子どもが言った。「こいつの名前は媼といって、いつも地面の下で死人の脳みそを食ってんだぜ。もし殺すつもりなら、こいつの頭に柏を突きさすといいよ。」
媼が言いかえした。「あの二人の子どもは名前を陳宝といって、雄を捕まえたものは王者になれるし、雌を捕まえたものは覇者になれるんだ。」
陳倉の住民は媼を置き去りにして二人の子どもを追いかけた。子どもは雉に化け、乎林に飛んでいった。

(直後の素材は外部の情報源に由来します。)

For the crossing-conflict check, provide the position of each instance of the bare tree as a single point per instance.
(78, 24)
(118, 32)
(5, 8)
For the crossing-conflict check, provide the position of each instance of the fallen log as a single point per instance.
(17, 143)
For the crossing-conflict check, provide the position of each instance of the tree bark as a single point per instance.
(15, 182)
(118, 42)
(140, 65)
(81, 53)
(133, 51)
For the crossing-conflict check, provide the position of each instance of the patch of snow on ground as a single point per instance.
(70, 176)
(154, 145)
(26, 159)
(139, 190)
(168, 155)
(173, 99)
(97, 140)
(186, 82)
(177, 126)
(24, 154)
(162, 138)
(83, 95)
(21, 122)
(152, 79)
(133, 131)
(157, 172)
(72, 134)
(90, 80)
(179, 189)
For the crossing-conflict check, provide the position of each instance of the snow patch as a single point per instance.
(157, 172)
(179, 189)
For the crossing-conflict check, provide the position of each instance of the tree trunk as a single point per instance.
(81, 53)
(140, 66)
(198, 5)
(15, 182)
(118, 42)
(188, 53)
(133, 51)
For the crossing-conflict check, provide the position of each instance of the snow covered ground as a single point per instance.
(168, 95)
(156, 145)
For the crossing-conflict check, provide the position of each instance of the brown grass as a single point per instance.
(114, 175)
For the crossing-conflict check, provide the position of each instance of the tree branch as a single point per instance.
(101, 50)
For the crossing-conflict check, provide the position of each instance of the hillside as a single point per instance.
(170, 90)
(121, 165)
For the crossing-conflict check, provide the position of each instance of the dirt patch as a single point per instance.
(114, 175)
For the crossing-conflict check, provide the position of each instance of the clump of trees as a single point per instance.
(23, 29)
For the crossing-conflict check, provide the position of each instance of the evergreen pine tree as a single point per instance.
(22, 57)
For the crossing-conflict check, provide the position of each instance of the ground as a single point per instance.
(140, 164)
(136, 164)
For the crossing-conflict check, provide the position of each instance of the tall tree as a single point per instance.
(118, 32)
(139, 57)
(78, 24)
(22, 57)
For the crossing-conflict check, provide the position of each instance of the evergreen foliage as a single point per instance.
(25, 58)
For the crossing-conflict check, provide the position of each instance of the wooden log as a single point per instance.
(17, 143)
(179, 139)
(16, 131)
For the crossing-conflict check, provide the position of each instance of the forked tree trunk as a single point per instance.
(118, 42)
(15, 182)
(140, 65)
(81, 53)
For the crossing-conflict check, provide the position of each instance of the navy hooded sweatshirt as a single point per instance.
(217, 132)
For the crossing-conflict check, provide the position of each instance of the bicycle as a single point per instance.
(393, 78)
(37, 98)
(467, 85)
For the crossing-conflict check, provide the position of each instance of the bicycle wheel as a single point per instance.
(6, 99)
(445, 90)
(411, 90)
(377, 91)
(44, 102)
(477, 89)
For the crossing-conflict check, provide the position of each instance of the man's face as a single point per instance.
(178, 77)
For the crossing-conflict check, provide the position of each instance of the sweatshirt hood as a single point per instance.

陳倉の住民が穆公に報告すると、穆公は労役囚を駆りあつめて大々的な山狩りをし、ついに雌のほうを捕まえたが、ふたたび化けて石になってしまったので、汧・渭のあたりに据えおいた。
文公の時代になると、祠を建てて陳宝(陳宝祠)と名づけた。
雄のほうは南方へ飛んでいって、落ちついたのが、現在の南陽郡の雉県がその地である。秦がその瑞祥を明らかにすべく、県をそのように名づけたのである。
陳倉で祭祀が行われるたびに、雉県から長さ十丈あまりの赤い光が飛んできて、陳倉の祠のなかに入っていき、雄雉のような声で鳴く。


『捜神記』
その後、光武帝南陽から勢力を起こしたのである。

訳文は『列異伝』から作ったが、『捜神記』や『宋書』符瑞志、『史記』秦本紀注、『新旧唐書』褚遂良伝にも同様の記載がある。光武帝のくだりは『列異伝』では省かれている。『康煕字典』に引く『爾雅釈詁』に「雉は陳なり」とあり文意は不詳のようであるが、陳宝の正体が雉であることを暗示している。「雉」は漢の呂后の諱を避けて「野雞」と代えられるなど「雞」に通じることから、雌雉の祠は宝雞祠とも呼ばれ、現在の宝鶏市の由来になっている。雌を捕らえた秦は覇者となり、雄を捕らえた(?)光武帝は王者になった、という理屈付けである。